By Kate Galbraith, December 25, 2013
When China’s skies darken with pollution, it is not the only nation to suffer.
Soot, ozone-forming compounds and other pollutants from China can blow
east to Korea and Japan. Ultimately, some even reach the west coast of
the United States, scientists say.
Other nations generate pollution too, of course, so the wafting of bad
air from China adds to local problems. China’s emissions worry countries
in the path of the plumes, but in a region where political tensions
often run high, international solutions are largely elusive.
“The countries most directly affected by air pollution from China are
its nearest neighbors,” Paul Harris, the chair professor of global and
environmental studies at the Hong Kong Institute of Education, said in
an email. “As with every other aspect of relations with China, there is a
limit to what they can do about it.”
China’s coal plants and vehicles emit a suite of emissions, including
sulfur dioxide, nitrogen oxides, carbon dioxide, mercury and small
particles (soot). Some pollutants, including carbon dioxide, contribute
to the worldwide problem of climate change. Others stir more immediate
health concerns for China’s neighbors, as well as for China itself.
Mercury can fall to earth with rain, harming the ocean and fish. Ozone
and fine particles, sometimes found far from their sources, pose
problems because breathing too much of them can lead to lung damage.

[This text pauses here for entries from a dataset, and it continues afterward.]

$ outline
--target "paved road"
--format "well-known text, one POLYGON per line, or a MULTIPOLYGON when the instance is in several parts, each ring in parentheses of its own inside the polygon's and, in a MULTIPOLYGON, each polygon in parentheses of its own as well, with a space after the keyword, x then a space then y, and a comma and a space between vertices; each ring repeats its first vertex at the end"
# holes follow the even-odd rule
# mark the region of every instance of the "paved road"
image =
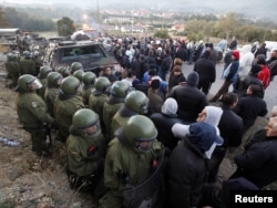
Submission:
MULTIPOLYGON (((216 64, 216 81, 215 81, 215 83, 213 83, 213 85, 211 87, 208 98, 211 98, 223 84, 223 80, 220 77, 222 72, 223 72, 223 66, 224 66, 223 63, 216 64)), ((183 73, 185 75, 187 75, 192 71, 193 71, 193 65, 188 65, 187 63, 183 64, 183 73)), ((232 86, 229 87, 229 91, 232 91, 232 86)), ((275 77, 275 80, 266 89, 264 100, 267 103, 268 112, 271 111, 273 106, 277 105, 277 77, 275 77)))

Recent research in Japan suggests that China’s contribution to average
annual fine-particle pollution ranges from 40 percent in the Tokyo area
to 60 percent in Kyushu, which is closer to China, according to Hiroshi
Tanimoto, who heads the global atmospheric chemistry section at Japan’s
National Institute for Environmental Studies. On average, about 10
percent to 20 percent of Japan’s springtime ozone comes from Chinese
emissions, he said.
“Transport of air pollutants from China enhances the background level
entering into Japan,” Dr. Tanimoto said in an email. The impact to
effect on Korea is even greater, he added.
Much depends on wind patterns. Often, the haze over Chinese cities is a
product of stagnant air and therefore the pollutants may not travel vast
distances, said Michael Prather, a professor of earth system science at
the University of California, Irvine. The small particles that reach
the United States often come from wind-propelled dust storms in the Gobi
Desert, he said. China’s main effect on pollution in the United States,
however, involves ozone, scientists say.
The transporting of pollutants across the Pacific Ocean takes at least
four or five days, and they ride west-to-east winds at heights of 6,000
feet to 20,000 feet, according to Dan Jaffe, a professor of atmospheric
and environmental chemistry at the University of Washington-Bothell. He
works at a station 9,000 feet high on a mountain in Oregon because it is
easier to measure pollutants from Asia there than at sea level.
“People living at higher elevations are definitely getting greater
exposure” to pollutants coming from Asia, said Mr. Jaffe. His team uses
several tools to identify pollutants that have traveled across the
Pacific, including the ratios of pollutants, the amount of mercury,
satellite data and computer models.
Scientists say the Chinese contribution to United States pollution is relatively small, dwarfed by domestic sources.
All countries emit pollutants that affect their neighbors. Europe,
downwind of North America, receives some American pollution, for
example. The big issue, Dr. Prather said, is the “large-scale building
up of this stuff in the Northern Hemisphere,” as well as growing
emissions in the Southern Hemisphere from fast-developing economies like
Brazil.
The emissions from China and elsewhere in Asia have implications for the
Pacific Ocean. Traditionally, the Pacific “was a pristine environment,”
Dr. Prather said, in contrast to the more polluted North Atlantic. Now,
he said, Pacific pollution will increase.
China, which accounts for more than half of the world’s coal
consumption, is trying to reduce its pollution for the sake of its
worried citizens. It has cut its emissions of sulfur dioxide, which can
lead to acid rain and fine-particle creation; it is rapidly building
clean- energy plants and setting some limits on coal; and it orders
reduced car travel on days of bad smog. But its fast-growing economy
makes the pollution problem hard to solve.
Other Asian nations are engaged, too. Dr. Tanimoto said scientists and
officials from Japan, China and South Korea had discussed a joint
observation and modeling system. Another promising area is the sharing
of pollution control technologies, a subject discussed this month in a
meeting of representatives of the three countries. Japan has experience
to offer, having reduced its own awful air pollution a few decades ago.
But regional cooperation can be hard.
Whereas Europe had success in working to reduce cross-border air
pollution in the 1970s and ’80s, “there’s really been no history of that
regional cooperation in Asia,” said Loren Cass, an associate professor
of political science at the College of the Holy Cross in Massachusetts.